It’s that time of year when everybody will be looking back on the highs and lows of 2017 and thinking about what they want to achieve in 2018.
From my own personal point of view both are easy answers.
The highlight of this year came pretty late on and was our European Championship gold medal.
A few months before the Winter Olympics, it really couldn’t have come at a better time.
If we hadn’t won gold, I would have still been pretty happy with the year because we were very consistent in the grand slams and the major championships. Also, bedding in a new coaching set-up has been a big thing.
But you can’t beat standing at the top of the podium. It doesn’t mean we’ll win gold in PyeongChang but it has been great for team morale and to show to ourselves and our rivals that we’re in a good place as far as coping with big game pressure is concerned.
It won’t come as any shock to you what my new year wish is…..an Olympic gold medal, obviously!
There is no getting away from the fact that the Olympics are the pinnacle of curling.
If somebody was to say to me now, ‘you’ll play your best, do everything you can and you’ll get another medal’ then I’m sure I would be happy with that.
To join a really small club of British double Winter Olympic medal-winners would be special.
But I’m not going to try and hide the fact that I am really driven to get gold this time.
We definitely have a realistic shot at it. Not many athletes get the chance to say that and it’s a testament to what we’ve done in 2017 that we’re among those who can.
* 2017 might not have been a real vintage year for sport but there were some brilliant achievements all the same.
While Andy Murray and Novak Djokovic have been out of action, the two old men of tennis, Rafa Nadal and Roger Federer, have been racking up more grand slams.
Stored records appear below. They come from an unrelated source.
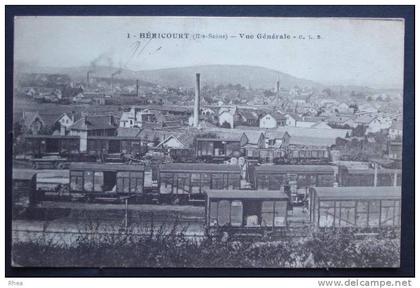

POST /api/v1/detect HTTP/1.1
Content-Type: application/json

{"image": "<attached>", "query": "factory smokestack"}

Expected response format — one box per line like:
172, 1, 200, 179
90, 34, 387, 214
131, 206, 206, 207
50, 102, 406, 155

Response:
86, 71, 90, 87
193, 73, 200, 127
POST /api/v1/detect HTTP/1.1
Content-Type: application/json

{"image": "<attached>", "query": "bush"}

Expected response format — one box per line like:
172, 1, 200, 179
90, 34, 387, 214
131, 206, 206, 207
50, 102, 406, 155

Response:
12, 223, 400, 268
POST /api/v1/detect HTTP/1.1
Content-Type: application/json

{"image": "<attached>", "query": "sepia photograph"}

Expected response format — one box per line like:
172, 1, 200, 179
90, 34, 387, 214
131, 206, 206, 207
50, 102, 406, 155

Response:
9, 16, 411, 269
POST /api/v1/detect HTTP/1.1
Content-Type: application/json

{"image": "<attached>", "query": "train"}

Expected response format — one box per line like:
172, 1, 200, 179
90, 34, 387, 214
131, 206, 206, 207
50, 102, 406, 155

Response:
20, 135, 331, 169
24, 135, 148, 169
69, 163, 241, 205
14, 162, 401, 208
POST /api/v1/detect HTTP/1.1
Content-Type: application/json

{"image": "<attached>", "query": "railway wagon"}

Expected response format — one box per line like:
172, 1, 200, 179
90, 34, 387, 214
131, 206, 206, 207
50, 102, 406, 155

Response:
249, 165, 337, 205
25, 135, 80, 158
158, 163, 241, 203
309, 187, 401, 228
245, 147, 287, 164
87, 136, 147, 162
24, 135, 82, 169
69, 163, 146, 199
338, 165, 401, 186
194, 137, 242, 162
205, 190, 288, 236
169, 148, 196, 163
286, 147, 330, 164
12, 169, 41, 216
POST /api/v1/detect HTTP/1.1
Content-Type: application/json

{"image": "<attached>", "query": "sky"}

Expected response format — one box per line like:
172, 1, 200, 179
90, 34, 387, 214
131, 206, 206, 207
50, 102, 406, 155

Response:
14, 16, 404, 89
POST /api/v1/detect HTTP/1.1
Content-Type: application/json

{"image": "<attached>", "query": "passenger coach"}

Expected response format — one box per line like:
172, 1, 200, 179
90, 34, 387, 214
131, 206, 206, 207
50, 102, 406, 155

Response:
206, 190, 288, 235
159, 163, 241, 202
309, 187, 401, 228
250, 165, 337, 205
70, 163, 144, 197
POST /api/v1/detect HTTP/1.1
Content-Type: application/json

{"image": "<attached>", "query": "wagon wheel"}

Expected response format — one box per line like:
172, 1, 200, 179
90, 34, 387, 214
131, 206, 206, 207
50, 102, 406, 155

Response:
54, 162, 64, 169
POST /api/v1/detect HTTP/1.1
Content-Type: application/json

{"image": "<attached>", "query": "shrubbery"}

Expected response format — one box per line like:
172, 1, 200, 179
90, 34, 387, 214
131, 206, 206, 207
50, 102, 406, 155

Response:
12, 225, 400, 268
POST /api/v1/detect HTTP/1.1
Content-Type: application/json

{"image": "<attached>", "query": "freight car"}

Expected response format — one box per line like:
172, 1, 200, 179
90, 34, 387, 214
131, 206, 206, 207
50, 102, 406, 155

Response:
245, 147, 287, 164
69, 163, 241, 204
245, 147, 331, 165
169, 148, 196, 163
249, 165, 337, 205
205, 190, 288, 236
194, 137, 242, 163
25, 135, 147, 169
309, 187, 401, 229
69, 163, 149, 200
12, 169, 40, 210
284, 148, 330, 164
338, 165, 401, 186
158, 163, 241, 204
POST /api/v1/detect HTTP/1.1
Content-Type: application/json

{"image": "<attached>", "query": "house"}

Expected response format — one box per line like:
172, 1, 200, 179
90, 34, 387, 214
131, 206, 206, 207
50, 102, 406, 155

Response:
311, 121, 332, 129
156, 132, 194, 149
234, 108, 259, 127
19, 112, 46, 135
218, 107, 236, 128
117, 127, 141, 138
388, 121, 403, 140
260, 111, 287, 128
387, 141, 402, 161
359, 103, 378, 114
354, 114, 391, 133
327, 114, 357, 128
119, 106, 157, 128
264, 130, 287, 148
241, 130, 265, 148
156, 135, 187, 149
55, 113, 74, 135
284, 113, 301, 126
283, 134, 336, 148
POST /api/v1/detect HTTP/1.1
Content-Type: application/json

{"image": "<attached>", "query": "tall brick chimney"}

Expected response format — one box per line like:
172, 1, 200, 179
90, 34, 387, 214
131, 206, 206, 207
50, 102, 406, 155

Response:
193, 73, 200, 127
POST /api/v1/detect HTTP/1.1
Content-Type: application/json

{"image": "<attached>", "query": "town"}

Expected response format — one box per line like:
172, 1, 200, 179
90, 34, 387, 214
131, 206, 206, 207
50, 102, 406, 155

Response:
13, 67, 402, 266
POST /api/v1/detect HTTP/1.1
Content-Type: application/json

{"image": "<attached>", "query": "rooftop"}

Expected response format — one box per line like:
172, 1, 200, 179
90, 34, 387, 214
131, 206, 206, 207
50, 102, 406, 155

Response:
160, 163, 241, 173
70, 163, 144, 172
255, 165, 335, 174
313, 187, 401, 200
206, 190, 288, 200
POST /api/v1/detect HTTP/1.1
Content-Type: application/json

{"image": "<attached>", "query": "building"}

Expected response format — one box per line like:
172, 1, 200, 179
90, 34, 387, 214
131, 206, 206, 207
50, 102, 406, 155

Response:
284, 113, 301, 126
119, 106, 157, 128
55, 113, 74, 135
260, 111, 288, 128
70, 115, 118, 152
309, 187, 401, 228
234, 108, 259, 127
218, 107, 236, 128
20, 112, 46, 135
388, 121, 403, 140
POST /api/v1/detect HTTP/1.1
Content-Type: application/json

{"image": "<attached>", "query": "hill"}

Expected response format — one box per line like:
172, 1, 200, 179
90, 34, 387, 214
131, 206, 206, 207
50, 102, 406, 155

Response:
13, 65, 323, 89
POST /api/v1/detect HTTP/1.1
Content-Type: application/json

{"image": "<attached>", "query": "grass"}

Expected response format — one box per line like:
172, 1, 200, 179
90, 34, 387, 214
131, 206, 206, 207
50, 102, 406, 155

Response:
12, 219, 400, 268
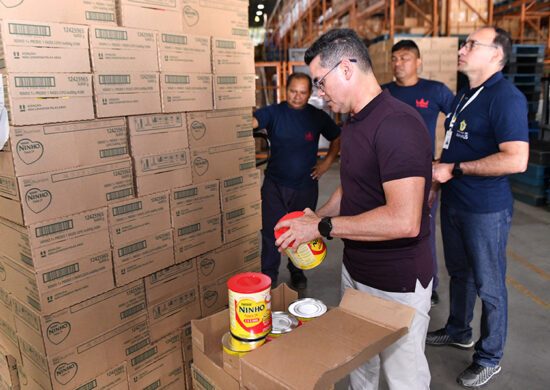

The Scotland rugby team have made us all excited about what might be on the horizon and the less said about our football team, the better!
For me, the British and Irish Lions drawing the test series with New Zealand was the stand-out memory.
In the build-up to one of the matches I was surrounded by former international rugby players at a golf event at Celtic Manor.
I was on the course with one of the real greats of the game – Sir Gareth Edwards – and his insight about how big a deal it would be to win that second Test was a real eye-opener.
There’s something about the concept of the Lions that gets even more special as time goes on.
And as curler who tries to beat Canadians in their own backyard I’ve got a bit of an idea of the challenge the Lions had against the All Blacks.
You’re taking on competitors who have an aura that other countries don’t.
I think that as the years go on, the 2017 Lions will be more and more respected.